TEACHING EMPATHY TO YOUNG CHILDREN: DO NOT TELL A CHILD TO SAY THEY ARE SORRY!
What does it mean when you say, “I’m Sorry”?
Saying “I’m sorry” is an act of apology. It’s telling someone you feel badly for hurting them in some way--for saying or doing something offensive –for breaking–pushing–being mean– or not understanding how another feels.Sometimes it’s on purpose–sometimes accidental.
That said when appropriate, we WANT our children to sincerely feel sorry and apologize. We WANT them to take responsibility and ownership for their actions. In the real world this doesn’t always happen.
“Say You’re Sorry!”
Often without thinking an adult will say, “Say you’re sorry!” What if the child is NOT sorry? He/she is still too angry, doesn’t want to get into trouble, or is feeling defensive. Making a child say they’re sorry, when they are not, doesn’t help the injured party feel any better nor does it teach the offending child a positive life lesson.
How to Teach Children
Do we want our child to grow up to be a person who says, “Well, I SAID I was sorry!” Making children say they are sorry only to satisfy an adult, or to not get into trouble, can create the habit of avoiding taking responsibility for actions. So then, what can we do?
1. Investigate. Find out what happened and what happened before that.
2. If an apology and restitution is indicated–and the child does not sincerely apologize on their own–WE should say we are sorry.

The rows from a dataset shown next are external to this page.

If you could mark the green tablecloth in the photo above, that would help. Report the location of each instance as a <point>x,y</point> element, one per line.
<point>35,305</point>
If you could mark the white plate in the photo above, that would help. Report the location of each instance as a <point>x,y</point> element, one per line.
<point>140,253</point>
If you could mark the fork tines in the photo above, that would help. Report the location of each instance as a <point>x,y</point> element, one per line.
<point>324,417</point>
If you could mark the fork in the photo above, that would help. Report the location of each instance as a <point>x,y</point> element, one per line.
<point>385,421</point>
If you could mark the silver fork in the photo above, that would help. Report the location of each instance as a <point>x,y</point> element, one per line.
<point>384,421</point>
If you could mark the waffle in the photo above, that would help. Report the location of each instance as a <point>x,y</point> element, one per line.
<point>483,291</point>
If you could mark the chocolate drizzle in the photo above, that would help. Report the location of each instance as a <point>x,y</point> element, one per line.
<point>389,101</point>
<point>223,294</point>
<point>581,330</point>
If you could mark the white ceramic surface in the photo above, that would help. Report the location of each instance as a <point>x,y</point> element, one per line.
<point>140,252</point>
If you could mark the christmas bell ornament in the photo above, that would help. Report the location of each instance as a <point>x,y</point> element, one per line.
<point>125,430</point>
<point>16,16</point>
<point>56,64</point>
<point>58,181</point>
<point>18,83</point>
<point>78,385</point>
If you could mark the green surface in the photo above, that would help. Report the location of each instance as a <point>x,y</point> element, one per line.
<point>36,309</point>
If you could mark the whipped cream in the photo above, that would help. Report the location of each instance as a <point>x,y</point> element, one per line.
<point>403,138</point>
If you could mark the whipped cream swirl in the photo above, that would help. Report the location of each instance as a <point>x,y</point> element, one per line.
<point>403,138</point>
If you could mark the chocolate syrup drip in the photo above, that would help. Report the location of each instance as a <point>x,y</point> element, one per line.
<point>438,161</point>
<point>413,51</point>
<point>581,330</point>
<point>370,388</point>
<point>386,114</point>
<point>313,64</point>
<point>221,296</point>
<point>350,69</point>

Example: Tommy, I am so sorry that Bill tore your picture. I can see it took a long time to make it. The child with the hurt feelings and the torn picture hears words of empathy-he knows that someone understands how he feels. The offending child has the benefit of good role modeling. He has heard words of empathy.
3. Next, have the hurt child tell the other child how he feels.
Example: "I feel bad that you tore my picture. It took me a long time to draw and color it." If Bill says something such as–“I’m sorry I ruined it; it was wrong for me to do that”… you’re on your way to a good conflict resolution!
4. Next ask Bill what he can do about it? Some ideas he may come up with or say are:
- I can help tape it.
- We can do another one together
- What can I can do to make it better?
The lesson here is for children to learn that some things are right and some are wrong. If wrong, we help children figure out what to do to fix it and/or what to do differently next time. The above are some responses for which we hope. If the aggressor takes ownership, responsibility, and discusses alternative behavior, nothing more is needed.
If you need to talk to the aggressive child–be sure to send the other child away (use privacy).
I'm Sorry But...
When a child misbehaves and is asked, “Why did you do that?” You may get a reason. When a reason is given–he/she may feel the behavior is validated. He/she may say—I’m sorry BUT which in essence is giving a reason that blames another and does not taking ownership nor responsibility for actions.
• He is saying, I’m sorry but he was bothering me.
• I’m sorry but he was humming loud.
• I’m sorry but he was looking at me funny.
When a child says, “I’m sorry BUT…” he is again not taking ownership but putting the blame on someone or something else. This isn’t an apology.
Let’s work together to have children take ownership of the issue and give them a good role model so they become productive members of the center and society.